Sunday, October 11, 2009

Eight Years On

The Second World War lasted six years and long before it was over the American people had built airplanes, ships, tanks, bombs, guns and bullets to support the troops.  No effort was spared.  Rationing of sugar, butter, meat, milk, gasoline and rubber were endured by the citizenry (rich and poor alike) so that the troops could have what they needed to ensure a successful outcome as well as spreading the pain equally among the populace.

It's been twenty years since we had a president with direct experience on the battlefield and it shows.   Once you've had to dodge a few bullets or your plane has been shot out of the air you tend to appreciate your equipment and hope that it is the best there is.  Unfortunately, the troops of today don't have that confidence and haven't for many years.

Eisenhower warned about the military complex in his farewell speech to the nation while also pointing out their responsibility to the country.  Somehow the military complex has grown without holding up its share of the bargain.
A vital element in keeping the peace is our military establishment. Our arms must be mighty, ready for instant action, so that no potential aggressor may be tempted to risk his own destruction.
When I was in basic training they ran us through a simulated firefight using tracer ammunition.
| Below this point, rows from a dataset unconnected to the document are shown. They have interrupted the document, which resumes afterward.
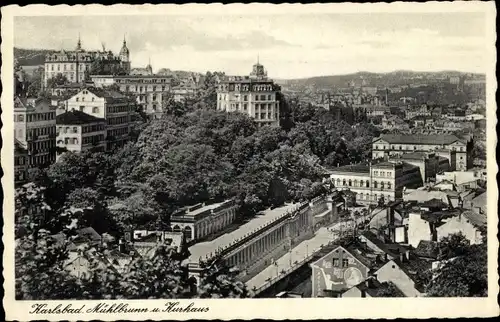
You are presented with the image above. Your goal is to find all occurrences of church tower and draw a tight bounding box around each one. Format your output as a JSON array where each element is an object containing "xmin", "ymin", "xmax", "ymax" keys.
[{"xmin": 119, "ymin": 35, "xmax": 131, "ymax": 74}]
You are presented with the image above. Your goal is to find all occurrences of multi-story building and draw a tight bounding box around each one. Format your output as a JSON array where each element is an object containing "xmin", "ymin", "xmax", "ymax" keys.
[
  {"xmin": 372, "ymin": 134, "xmax": 472, "ymax": 171},
  {"xmin": 217, "ymin": 61, "xmax": 281, "ymax": 127},
  {"xmin": 389, "ymin": 152, "xmax": 450, "ymax": 183},
  {"xmin": 14, "ymin": 97, "xmax": 57, "ymax": 168},
  {"xmin": 169, "ymin": 200, "xmax": 238, "ymax": 243},
  {"xmin": 405, "ymin": 104, "xmax": 431, "ymax": 120},
  {"xmin": 56, "ymin": 109, "xmax": 107, "ymax": 158},
  {"xmin": 90, "ymin": 74, "xmax": 174, "ymax": 118},
  {"xmin": 328, "ymin": 161, "xmax": 423, "ymax": 204},
  {"xmin": 14, "ymin": 139, "xmax": 29, "ymax": 187},
  {"xmin": 66, "ymin": 87, "xmax": 133, "ymax": 150},
  {"xmin": 44, "ymin": 36, "xmax": 130, "ymax": 87}
]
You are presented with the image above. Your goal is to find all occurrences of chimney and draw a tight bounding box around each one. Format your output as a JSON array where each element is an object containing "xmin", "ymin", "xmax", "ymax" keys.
[
  {"xmin": 399, "ymin": 252, "xmax": 404, "ymax": 263},
  {"xmin": 118, "ymin": 238, "xmax": 125, "ymax": 253}
]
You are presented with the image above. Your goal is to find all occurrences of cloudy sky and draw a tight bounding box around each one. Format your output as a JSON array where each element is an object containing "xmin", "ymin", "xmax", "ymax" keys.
[{"xmin": 14, "ymin": 12, "xmax": 489, "ymax": 79}]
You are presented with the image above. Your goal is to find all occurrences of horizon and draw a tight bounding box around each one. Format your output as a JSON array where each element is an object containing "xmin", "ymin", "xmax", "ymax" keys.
[{"xmin": 14, "ymin": 12, "xmax": 489, "ymax": 79}]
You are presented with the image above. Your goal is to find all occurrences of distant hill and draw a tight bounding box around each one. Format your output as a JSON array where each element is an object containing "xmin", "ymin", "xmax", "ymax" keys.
[
  {"xmin": 14, "ymin": 47, "xmax": 59, "ymax": 66},
  {"xmin": 281, "ymin": 71, "xmax": 485, "ymax": 90}
]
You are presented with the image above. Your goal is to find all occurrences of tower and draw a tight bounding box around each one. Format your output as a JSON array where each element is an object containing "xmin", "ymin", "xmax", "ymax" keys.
[
  {"xmin": 76, "ymin": 33, "xmax": 82, "ymax": 51},
  {"xmin": 146, "ymin": 57, "xmax": 153, "ymax": 75},
  {"xmin": 119, "ymin": 35, "xmax": 131, "ymax": 74}
]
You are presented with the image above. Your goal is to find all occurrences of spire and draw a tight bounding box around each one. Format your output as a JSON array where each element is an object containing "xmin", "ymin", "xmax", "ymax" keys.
[
  {"xmin": 76, "ymin": 32, "xmax": 82, "ymax": 51},
  {"xmin": 257, "ymin": 54, "xmax": 259, "ymax": 64},
  {"xmin": 123, "ymin": 34, "xmax": 126, "ymax": 45}
]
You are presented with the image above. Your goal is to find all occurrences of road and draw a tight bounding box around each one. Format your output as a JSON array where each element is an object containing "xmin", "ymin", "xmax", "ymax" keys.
[{"xmin": 246, "ymin": 219, "xmax": 356, "ymax": 291}]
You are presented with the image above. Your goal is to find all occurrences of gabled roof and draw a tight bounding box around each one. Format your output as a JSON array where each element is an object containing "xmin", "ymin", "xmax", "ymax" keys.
[
  {"xmin": 352, "ymin": 279, "xmax": 406, "ymax": 297},
  {"xmin": 462, "ymin": 210, "xmax": 487, "ymax": 228},
  {"xmin": 56, "ymin": 109, "xmax": 105, "ymax": 125},
  {"xmin": 413, "ymin": 240, "xmax": 439, "ymax": 260}
]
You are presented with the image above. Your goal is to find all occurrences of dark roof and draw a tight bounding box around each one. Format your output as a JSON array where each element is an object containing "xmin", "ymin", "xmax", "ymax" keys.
[
  {"xmin": 413, "ymin": 240, "xmax": 439, "ymax": 259},
  {"xmin": 392, "ymin": 258, "xmax": 432, "ymax": 293},
  {"xmin": 14, "ymin": 139, "xmax": 27, "ymax": 153},
  {"xmin": 462, "ymin": 210, "xmax": 487, "ymax": 228},
  {"xmin": 354, "ymin": 279, "xmax": 406, "ymax": 297},
  {"xmin": 375, "ymin": 134, "xmax": 463, "ymax": 145},
  {"xmin": 328, "ymin": 163, "xmax": 370, "ymax": 174},
  {"xmin": 420, "ymin": 198, "xmax": 450, "ymax": 209},
  {"xmin": 56, "ymin": 110, "xmax": 105, "ymax": 125},
  {"xmin": 85, "ymin": 87, "xmax": 130, "ymax": 103}
]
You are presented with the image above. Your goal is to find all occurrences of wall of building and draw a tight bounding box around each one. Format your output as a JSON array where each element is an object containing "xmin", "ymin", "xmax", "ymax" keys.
[
  {"xmin": 437, "ymin": 215, "xmax": 483, "ymax": 245},
  {"xmin": 376, "ymin": 260, "xmax": 421, "ymax": 297}
]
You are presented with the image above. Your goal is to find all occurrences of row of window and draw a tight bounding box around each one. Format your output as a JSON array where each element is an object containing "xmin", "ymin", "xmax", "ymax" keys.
[
  {"xmin": 255, "ymin": 112, "xmax": 277, "ymax": 120},
  {"xmin": 332, "ymin": 258, "xmax": 350, "ymax": 268},
  {"xmin": 15, "ymin": 112, "xmax": 56, "ymax": 123},
  {"xmin": 373, "ymin": 170, "xmax": 392, "ymax": 177},
  {"xmin": 117, "ymin": 78, "xmax": 170, "ymax": 84},
  {"xmin": 29, "ymin": 152, "xmax": 55, "ymax": 166},
  {"xmin": 357, "ymin": 193, "xmax": 392, "ymax": 202},
  {"xmin": 75, "ymin": 95, "xmax": 95, "ymax": 102},
  {"xmin": 108, "ymin": 127, "xmax": 129, "ymax": 137},
  {"xmin": 83, "ymin": 134, "xmax": 105, "ymax": 145},
  {"xmin": 219, "ymin": 94, "xmax": 274, "ymax": 101},
  {"xmin": 28, "ymin": 126, "xmax": 56, "ymax": 138},
  {"xmin": 49, "ymin": 63, "xmax": 88, "ymax": 71},
  {"xmin": 15, "ymin": 155, "xmax": 27, "ymax": 166},
  {"xmin": 124, "ymin": 85, "xmax": 169, "ymax": 92},
  {"xmin": 374, "ymin": 144, "xmax": 465, "ymax": 152},
  {"xmin": 107, "ymin": 105, "xmax": 131, "ymax": 114},
  {"xmin": 107, "ymin": 116, "xmax": 130, "ymax": 125},
  {"xmin": 335, "ymin": 178, "xmax": 394, "ymax": 190},
  {"xmin": 29, "ymin": 139, "xmax": 56, "ymax": 152}
]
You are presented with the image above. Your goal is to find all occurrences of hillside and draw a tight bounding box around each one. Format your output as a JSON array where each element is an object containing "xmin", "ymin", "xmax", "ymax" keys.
[
  {"xmin": 14, "ymin": 47, "xmax": 59, "ymax": 66},
  {"xmin": 281, "ymin": 71, "xmax": 486, "ymax": 90}
]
Even though I knew I wasn't going to be harmed it was still a terrifying experience.

We were on a night march and bombs started going off and there was incoming "fire". We were supposed to return "fire" while trying to make it to a safe outpost. Things were going okay until about five minutes into the firefight when my M16 jammed.  It's amazing what you can do when you're scared.  I cleared my weapon while on the run and after firing a few more rounds, it jammed again.  Thirty five years later and the troops in Afghanistan are having the same problems with their weapons except this is not a training exercise.  The M4 jams under duress and during last year's battle at Wanat, during a critical time in the battle, many of their weapons were rendered unusable due to jamming under heavy use and nine US soldiers lost their lives.

As I've stated before, the longer you are at war the more the enemy learns about tactics and the more willing they are to employ them.  In 2006 the Taliban pinned down a group of Green Berets, they repeated it in Wanat and once again this past week.  The absolute least, and I mean least, we could do for our troops is provide them with weaponry that works when they need them.  Every time.  A rifle is meant to be fired, not used as a club and it shouldn't get so hot that you are unable to clear a jam.  If shuttle tiles can be built to withstand the heat of orbital reentry, weapons designed for war should be able to withstand sustained usage under the conditions they are supposedly manufactured for.

Eight years on and our troops are still going to war with inferior equipment.  Mullah Omar may have retreated eight years ago but he's back now with experience under his robes and willing to use it.  No one has ever successfully invaded Afghanistan and we aren't going to succeed using equipment that doesn't do its primary job.  That we haven't learned that painful lesson is the second error of historic proportions and sending in 40,000 more troops with shoddy equipment isn't going to change anything except our troops increasing body count.